第226話怒鳴り散らす女房ロッサーナ(2)
毎日女房のロッサーナに怒鳴り散らされ、夫のマルコは朝から晩、いや深夜まで必死に働くことになった。
しかし、真面目一方、優しさだけが取り柄のマルコとて、さすがに体力の限界もある。
その上、マルコが作った食事は女房のロッサーナが「稼ぎが悪い亭主なんて残飯でももったいない」と言い切り、ほとんど自分で食べてしまう。

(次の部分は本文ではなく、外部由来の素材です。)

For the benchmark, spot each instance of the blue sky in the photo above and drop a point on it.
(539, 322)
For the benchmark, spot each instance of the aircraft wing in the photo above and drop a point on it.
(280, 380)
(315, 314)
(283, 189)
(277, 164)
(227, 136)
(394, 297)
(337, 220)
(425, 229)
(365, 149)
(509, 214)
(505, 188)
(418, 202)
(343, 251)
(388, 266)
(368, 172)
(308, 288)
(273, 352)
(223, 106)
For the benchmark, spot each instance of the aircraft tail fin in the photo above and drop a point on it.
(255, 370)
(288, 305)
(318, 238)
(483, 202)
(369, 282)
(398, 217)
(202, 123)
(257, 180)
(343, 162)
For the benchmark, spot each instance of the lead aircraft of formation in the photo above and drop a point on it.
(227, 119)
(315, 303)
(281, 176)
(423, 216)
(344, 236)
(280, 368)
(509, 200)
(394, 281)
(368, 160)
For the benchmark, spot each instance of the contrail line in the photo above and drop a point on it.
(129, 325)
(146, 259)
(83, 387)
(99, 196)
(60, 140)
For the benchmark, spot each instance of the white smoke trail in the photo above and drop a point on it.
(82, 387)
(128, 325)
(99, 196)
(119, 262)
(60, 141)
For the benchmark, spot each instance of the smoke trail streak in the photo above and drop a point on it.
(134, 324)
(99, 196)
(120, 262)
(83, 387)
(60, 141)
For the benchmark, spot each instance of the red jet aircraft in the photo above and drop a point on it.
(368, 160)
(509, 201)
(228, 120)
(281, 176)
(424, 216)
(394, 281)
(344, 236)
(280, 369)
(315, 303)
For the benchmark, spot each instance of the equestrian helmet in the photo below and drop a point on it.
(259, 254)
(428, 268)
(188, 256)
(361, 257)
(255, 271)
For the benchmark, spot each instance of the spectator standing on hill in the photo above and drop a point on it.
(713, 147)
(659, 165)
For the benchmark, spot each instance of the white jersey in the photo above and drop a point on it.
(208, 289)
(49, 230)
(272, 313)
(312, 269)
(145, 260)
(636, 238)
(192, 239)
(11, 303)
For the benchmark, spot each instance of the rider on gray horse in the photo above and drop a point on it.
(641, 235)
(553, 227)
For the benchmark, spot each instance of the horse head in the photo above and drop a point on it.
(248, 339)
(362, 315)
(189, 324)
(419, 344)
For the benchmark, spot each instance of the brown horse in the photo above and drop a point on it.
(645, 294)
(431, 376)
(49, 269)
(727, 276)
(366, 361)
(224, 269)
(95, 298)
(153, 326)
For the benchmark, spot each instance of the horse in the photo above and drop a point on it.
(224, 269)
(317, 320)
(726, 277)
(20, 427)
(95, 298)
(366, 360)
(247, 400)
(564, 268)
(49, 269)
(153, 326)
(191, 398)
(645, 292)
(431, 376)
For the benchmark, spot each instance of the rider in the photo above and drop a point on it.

そんなことで、マルコは深夜の仕事、それも道路工事という力仕事から、家に戻る途中、疲れと空腹から足がふらつきだした。
それでも、真面目なマルコである。
「どうしても、ロッサーナの食べ残しを洗わないとといけない」
「ああ、洗濯も掃除も・・・こんなことでは、ロッサーナが困る」
そう思うのだけど、どうにも足が前に進むのが遅い。
それでも、家の前に来た。
「はあ、何とか」
そこで、少し安心したのがマルコの失敗だったのかもしれない。
家の玄関の前で倒れ込んでしまったのである。
もちろん、ほぼ意識はない。
そして、そのまま朝を迎えることになった。
そんなマルコを朝の出勤前の隣の主人ジュリオが発見した。
ジュリオは、本当に驚いた。
ジュリオとしてもマルコは隣人、そのまま見過ごすわけにはいかない。
「どうしたんだい?マルコ、何かあったのかい?」
ジュリオが抱きかかえて見る限り、マルコの顔色はかなり悪い。
以前見た時よりも、相当痩せこけている。
ジュリオとマルコのそんな様子を見たらしい。
ジュリオの妻ルチアも出てきた。
「うわ・・・これは・・・ひどい・・」
「ここまで痩せたの?病気?何があったの?」
ルチアは、マルコを見るなり涙を流している。
「う・・・」
意識をほとんど失っていたマルコは、それでも口を開いた。
「ああ、申し訳ありません。ジュリオさんとルチアさん」
「今から、ロッサーナの食事の後片付けと朝食と家の掃除と洗濯を手早くしないと」
「板金の仕事にも行かないと、金をもらえない」
ブツブツと話をするのだけど、声に全く力がない。
「ロッサーナさんは?」
ジュリオは、おそらくロッサーナが気がつけば出てくると思った。
ほとんど身体に力がないマルコを、ジュリオが担ぎ上げた。
そして、ルチアがマルコの家のベルを鳴らした。
・・・しかし、何の物音もしない。